Dell reported earnings inline with estimates but the entire event was ignored due to the power outage which occurred about 4 min later. Dell reported 24 cents and said demand had stabilized but had not significantly improved. Michael Dell said CEO optimism was increasing but not enough for him to characterize it too strongly. He said it would take a couple more quarters before he expected budgets to begin to increase. Michael, would that be before the second half of 2005? Dell saw margins shrink due to a slowing in the rate of decline in computer parts. Many components are already selling for much less than the cost to manufacture them but factories cannot afford to stop production due to the expense of restarting and rehiring when demand returns. This means costs are not going to get any cheaper and we could get a further margin squeeze on any future demand.
When you can buy a 125GB Maxtor hard drive for $89 and 256MB of DDR memory for $39 there is no margin left. When Dell sells a 2.2GHZ Pentium IV with a free flat panel monitor for $599 how much money do you think they make? Analysts think $20 bucks or less. They make their money on the laptops, servers and accessories. It would not take much of a component cost increase to put the squeeze on Dell. With computers now a highly competitive commodity and consumers constantly being bombarded with low price specials it will be difficult to command higher retail prices when the trend changes. Most consumers will balk before paying over $599 for a long time after the costs change.
Volume continued to be extremely low with total volume under 3.0 billion for the 4th time in five days. The volume has been under the 50DMA for 17 of the last 25 days. This is summer when volume normally slows but it has been much slower than normal. The good news is the steady climb in the markets on this low volume.
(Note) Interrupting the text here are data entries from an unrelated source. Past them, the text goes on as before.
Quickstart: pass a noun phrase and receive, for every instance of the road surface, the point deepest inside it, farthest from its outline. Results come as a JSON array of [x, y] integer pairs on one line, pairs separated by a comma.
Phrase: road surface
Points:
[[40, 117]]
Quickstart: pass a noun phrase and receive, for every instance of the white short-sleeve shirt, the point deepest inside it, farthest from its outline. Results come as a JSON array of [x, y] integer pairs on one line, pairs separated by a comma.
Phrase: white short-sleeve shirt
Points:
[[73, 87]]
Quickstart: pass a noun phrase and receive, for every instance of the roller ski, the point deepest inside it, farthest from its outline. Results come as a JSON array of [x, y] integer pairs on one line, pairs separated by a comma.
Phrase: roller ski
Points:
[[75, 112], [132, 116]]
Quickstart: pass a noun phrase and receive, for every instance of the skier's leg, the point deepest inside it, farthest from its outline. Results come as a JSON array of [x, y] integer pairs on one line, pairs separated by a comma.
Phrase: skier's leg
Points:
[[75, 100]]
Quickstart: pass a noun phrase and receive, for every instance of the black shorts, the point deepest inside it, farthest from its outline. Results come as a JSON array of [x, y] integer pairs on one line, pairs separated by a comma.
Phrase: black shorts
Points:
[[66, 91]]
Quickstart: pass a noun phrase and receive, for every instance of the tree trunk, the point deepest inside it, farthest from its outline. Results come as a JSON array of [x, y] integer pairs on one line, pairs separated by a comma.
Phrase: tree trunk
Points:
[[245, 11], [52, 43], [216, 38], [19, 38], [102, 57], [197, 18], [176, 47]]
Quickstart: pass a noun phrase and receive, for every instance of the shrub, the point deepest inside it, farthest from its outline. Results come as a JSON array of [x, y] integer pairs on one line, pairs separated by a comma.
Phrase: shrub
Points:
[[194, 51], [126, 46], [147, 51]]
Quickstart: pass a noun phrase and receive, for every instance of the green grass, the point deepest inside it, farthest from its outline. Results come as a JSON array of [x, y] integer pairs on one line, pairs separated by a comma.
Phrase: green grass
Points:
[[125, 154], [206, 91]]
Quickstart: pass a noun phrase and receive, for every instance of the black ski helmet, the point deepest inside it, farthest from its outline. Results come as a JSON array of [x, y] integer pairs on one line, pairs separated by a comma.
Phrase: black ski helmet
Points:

Tomorrow we have some critical reports. The most critical for me is the Capacity Utilization. It has been 74.3 for the last two months and a low not seen since 1983. Analysts are hoping for a bounce over 75% but will probably be happy with anything higher than 74.3. Any drop in this number and bad things will happen because it would indicate more potential layoffs and a further unwelcome decline in inflation as competition increases. It would mean no need to upgrade or buy new equipment and no increase in capital spending. Also closely watched will be the first Michigan Sentiment for August. The final July reading was 90.9 and with other surveys showing a drop in sentiment analysts are worried the headline number could drop into the middle 80s. The New York Empire State Mfg Survey also showed a drop last month to 22.6 and if it follows the last NY NAPM report it could fall back below 20. All of these reports are at a critical stage and this could be a turning point for the markets if they were to show weakness.
Friday is also option expiration day and from the late reports on the news it appears the markets will open for business at the regular time. The maximum pain numbers where the most options expire worthless are either at or below the current market levels, OEX 495.00, QQQ 31.00 as examples. This should keep the indexes pretty close to level unless the economic news is very good. Expiration Fridays lately have been tame but the economics at the open will rule. Might be a good day for New Yorkers to stay home after all.
Enter Very Passively, Exit Very Aggressively!